Nowadays parents take great steps to make sure their child is not apprehended by a child molester. Having the child walk to school with others, making sure to talk to the child about the issue, and doing background checks before enrolling kids in day care are some ways that you can help to protect your child. But is that really enough? In order to fully protect your child from any chance of being molested you would have to lock the child up at home and never let him out into the world. Even then, kids have even been snatched right from underneath their parents’ noses – out of their own beds.
What more can be done to protect our children from the atrocities of a molester? Experts say that many child molesters place themselves in positions where they will have access to lots of kids. That brings to mind things like daycare, scouts, church, schools, and sports teams.
Actually, only 10% of molesters are strangers to the children they molest, 30% are family members, and 60% are others who are in a role as some type of child assistant, like a coach, a teacher, or a counselor.
Not every person who helps and works with kids has the potential to be a child molester. In fact, it’s assuring to know, that there are way more good people in the world working with kids, than there are molesters. However, it’s difficult to be reassured when you know that there’s even one molester on the loose, let alone the tens of thousands that exist in reality. In one large city it’s not unusual to find 5,000 child molesters or more. And these are just the ones that have been previously arrested. Still more have been committing crimes against children for years and have never been caught. In fact, over 4 million child molesters are thought to live in the U.S. alone. And, of these molesters, over half are under the age of 18.
One reason some molesters are not caught is because they are family members and friends. A child often doesn’t want to tell on someone that is close to the family. And, after being threatened and frightened, a child may not tell at all – whether the molester is related or not.
There are certain things that you, as a parent, can do to help protect your child. It’s important to talk to your child about molesters and how to act or what to say if ever in a bad situation. It’s also a good idea to encourage your child to talk about anyone who has been seen lurking or was seen acting suspiciously that the child noticed. Let them know to at least mention these things, whether they turn out to be what they seem or not.
In addition to watching out for your child and teaching him or her to watch out for himself, it’s also important to watch others, particularly ones that are in your child’s life. Child molesters normally look just like any other person but many times their actions reveal otherwise. Some molesters are very sly and some are quite friendly-seeming, but some simply can’t resist eyeing young children.
Never assume that just because someone is a relative, a person in power, or even a teacher or instructor, that they couldn’t be a child molester.
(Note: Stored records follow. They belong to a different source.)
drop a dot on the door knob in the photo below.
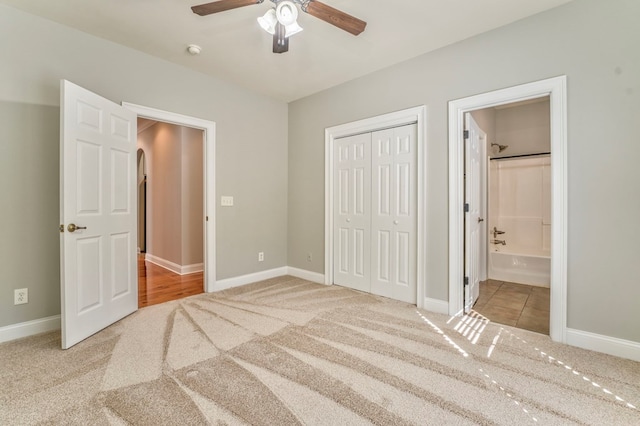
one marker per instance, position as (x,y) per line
(72,227)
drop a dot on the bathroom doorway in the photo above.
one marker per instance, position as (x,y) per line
(555,90)
(515,248)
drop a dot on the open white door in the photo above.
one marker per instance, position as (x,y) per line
(98,212)
(472,220)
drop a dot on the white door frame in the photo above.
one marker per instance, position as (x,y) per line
(209,130)
(556,89)
(399,118)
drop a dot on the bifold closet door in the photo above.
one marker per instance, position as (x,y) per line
(352,215)
(393,213)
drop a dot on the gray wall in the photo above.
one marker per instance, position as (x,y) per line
(593,42)
(525,129)
(251,156)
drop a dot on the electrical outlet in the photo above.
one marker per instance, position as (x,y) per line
(20,296)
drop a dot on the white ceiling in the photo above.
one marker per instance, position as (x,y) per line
(236,49)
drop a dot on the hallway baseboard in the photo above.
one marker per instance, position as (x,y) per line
(29,328)
(605,344)
(174,267)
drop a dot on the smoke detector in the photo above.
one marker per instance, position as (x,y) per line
(194,49)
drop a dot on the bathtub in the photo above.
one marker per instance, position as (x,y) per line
(520,266)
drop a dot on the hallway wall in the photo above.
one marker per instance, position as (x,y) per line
(29,113)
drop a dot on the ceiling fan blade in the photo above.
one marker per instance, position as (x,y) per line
(221,6)
(280,42)
(335,17)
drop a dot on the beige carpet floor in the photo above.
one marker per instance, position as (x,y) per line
(286,351)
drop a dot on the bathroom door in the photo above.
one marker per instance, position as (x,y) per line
(99,279)
(472,219)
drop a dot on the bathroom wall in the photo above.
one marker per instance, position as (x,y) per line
(520,202)
(523,127)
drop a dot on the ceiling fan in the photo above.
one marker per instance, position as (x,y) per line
(281,21)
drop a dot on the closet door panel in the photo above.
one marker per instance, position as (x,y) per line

Although you never want to assume someone is sick, just because they love children a lot, you still don’t want to turn a blind eye to tiny hints to the contrary. And, don’t think for one moment that child molesters are only men. Although there are many more men than women molesters, women are also capable of molesting youngsters.
One thing that molesters like to do is look at kids. They can do this by cruising around the block as kids enter and exit schools, churches and other children’s activities. Another thing molesters like is to have hands-on experiences with kids, even non-sexually. For this reason, many molesters offer their services or try to get hired at a place where there will be kids. Some examples are scouting, swimming instructor, day care helper, Sunday School teacher, or counselor. Again, that doesn’t mean that everyone in these fields is sinister – most are good, upstanding citizens who care about kids.
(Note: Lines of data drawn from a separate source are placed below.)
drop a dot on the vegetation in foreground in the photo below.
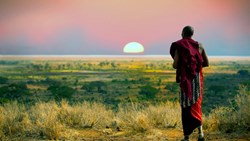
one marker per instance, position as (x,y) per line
(60,120)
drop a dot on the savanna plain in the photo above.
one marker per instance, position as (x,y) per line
(117,98)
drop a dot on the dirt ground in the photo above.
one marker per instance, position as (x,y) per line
(151,135)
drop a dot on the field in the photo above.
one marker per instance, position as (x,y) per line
(116,98)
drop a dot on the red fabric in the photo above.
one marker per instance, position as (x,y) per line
(192,116)
(190,62)
(196,110)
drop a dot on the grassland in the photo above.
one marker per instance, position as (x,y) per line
(109,98)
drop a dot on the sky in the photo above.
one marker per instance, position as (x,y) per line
(104,27)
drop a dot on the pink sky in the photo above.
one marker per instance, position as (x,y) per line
(105,26)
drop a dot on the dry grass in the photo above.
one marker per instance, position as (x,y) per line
(53,120)
(231,119)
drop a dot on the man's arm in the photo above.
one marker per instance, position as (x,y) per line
(204,56)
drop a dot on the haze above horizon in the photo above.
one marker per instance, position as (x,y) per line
(45,27)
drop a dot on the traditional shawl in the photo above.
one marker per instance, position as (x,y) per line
(189,64)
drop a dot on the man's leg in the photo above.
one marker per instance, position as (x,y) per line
(201,134)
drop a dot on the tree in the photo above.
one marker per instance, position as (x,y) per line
(148,91)
(14,91)
(99,86)
(61,92)
(243,72)
(3,80)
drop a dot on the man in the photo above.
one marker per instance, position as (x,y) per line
(189,58)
Other molesters are already family members or friends and are in close proximity to your child often. Sometimes there are pointers – like having lots of toys at their homes – even though they don’t have kids. Molesters like to use different tactics to lure kids and one thing that lures kids is toys. Many people, particularly ones who have always wanted children but could never have any, might keep lots of toys at their house in anticipation of neighbors’ kids visiting.
It’s almost impossible to tell a child molester from anyone else but if you’re watching, you might see glimpses of some signs that something is wrong. A swimming instructor that pats the kids on the rear as they exit the pool, a friend who seems more interested in one of your children than the others, and people who tickle, wrestle and hug kids – more than normal. Molesters often touch kids, right in front of people, because they think no one notices anything out of the norm.
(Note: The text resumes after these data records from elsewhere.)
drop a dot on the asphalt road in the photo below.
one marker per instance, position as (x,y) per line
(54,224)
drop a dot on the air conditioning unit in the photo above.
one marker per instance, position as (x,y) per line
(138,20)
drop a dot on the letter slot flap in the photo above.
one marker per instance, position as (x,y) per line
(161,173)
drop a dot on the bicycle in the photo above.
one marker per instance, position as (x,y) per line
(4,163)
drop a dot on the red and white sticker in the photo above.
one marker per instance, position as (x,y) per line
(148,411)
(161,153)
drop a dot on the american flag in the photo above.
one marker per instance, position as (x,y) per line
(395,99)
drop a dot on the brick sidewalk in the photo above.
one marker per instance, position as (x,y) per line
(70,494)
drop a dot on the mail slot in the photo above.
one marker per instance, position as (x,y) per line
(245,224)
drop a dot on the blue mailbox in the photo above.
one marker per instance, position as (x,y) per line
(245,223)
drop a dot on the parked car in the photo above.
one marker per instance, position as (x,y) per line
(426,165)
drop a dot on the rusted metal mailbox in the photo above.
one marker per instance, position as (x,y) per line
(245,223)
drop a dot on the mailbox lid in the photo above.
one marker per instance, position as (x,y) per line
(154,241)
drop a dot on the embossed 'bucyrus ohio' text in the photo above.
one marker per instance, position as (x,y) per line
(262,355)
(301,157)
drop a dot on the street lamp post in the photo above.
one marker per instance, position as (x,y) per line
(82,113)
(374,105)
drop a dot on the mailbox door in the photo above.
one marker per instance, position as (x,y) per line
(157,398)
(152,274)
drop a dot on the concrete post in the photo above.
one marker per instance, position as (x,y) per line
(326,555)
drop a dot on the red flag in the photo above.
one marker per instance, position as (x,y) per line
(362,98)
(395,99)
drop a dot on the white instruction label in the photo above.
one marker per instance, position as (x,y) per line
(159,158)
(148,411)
Don’t live in denial. If you suspect, even for a split second, that someone seems to be a little too friendly with your kid or another, watch that person around your child, or avoid him altogether. Many parents turn a blind eye to signs simply because the person is a family member or friend. It’s difficult to allow suspicion in when the possible molester is someone you love dearly. And often, that’s what the molester counts on.
If a child has been molested some warning signs are sudden anxiety or nervous problems, secrecy, making comments that imply they think they’re different than other kids, taking excessive showers or baths, and suddenly getting worse grades in school. And sometimes the molester will try to sway the child by giving the child gifts. If your child is suddenly coming home with small presents from someone you know, this could be a warning sign.